Dec 31, 2024 Sep 30, 2024 Jun 30, 2024 Mar 31, 2024 Dec 31, 2023 Sep 30, 2023 Jun 30, 2023 Mar 31, 2023 Dec 31, 2022 Sep 30, 2022 Jun 30, 2022 Mar 31, 2022 Dec 31, 2021 Sep 30, 2021 Jun 30, 2021 Mar 31, 2021 Dec 31, 2020 Sep 30, 2020 Jun 30, 2020 Mar 31, 2020
Interest coverage -1.24 5.01 5.04 9.98 16.51 21.12 19.23 15.41 -0.66 -3.33 -10.46 -13.24 -3.21 -7.44 -1.06 0.74 -2.85 -6.31 -3.77 -1.65

The interest coverage ratio of CNX Resources Corp has shown a significant fluctuation over the period covered in the data.
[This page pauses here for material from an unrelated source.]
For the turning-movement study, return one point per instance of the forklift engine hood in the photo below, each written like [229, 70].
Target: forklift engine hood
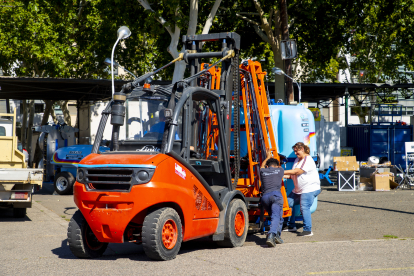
[122, 159]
Initially, from March 31, 2020, to March 31, 2022, the company's interest coverage ratios were negative, indicating that the company's operating income was insufficient to cover its interest expenses during these periods. This raised concerns about the company's ability to meet its debt obligations using its current earnings.

However, starting from March 31, 2023, there was a notable improvement in the interest coverage ratio, with the ratio becoming positive and increasing continuously through December 31, 2024. This positive trend signifies that CNX Resources Corp's operating income has improved sufficiently to cover its interest expenses, indicating a stronger financial position and reduced risk of default on its debt obligations. The company's ability to cover its interest payments improved consistently over this period, reflecting positively on its financial performance and stability.

It is important to monitor this ratio going forward to ensure that the company maintains a healthy level of interest coverage, indicating its ability to manage debt effectively and sustain its financial health.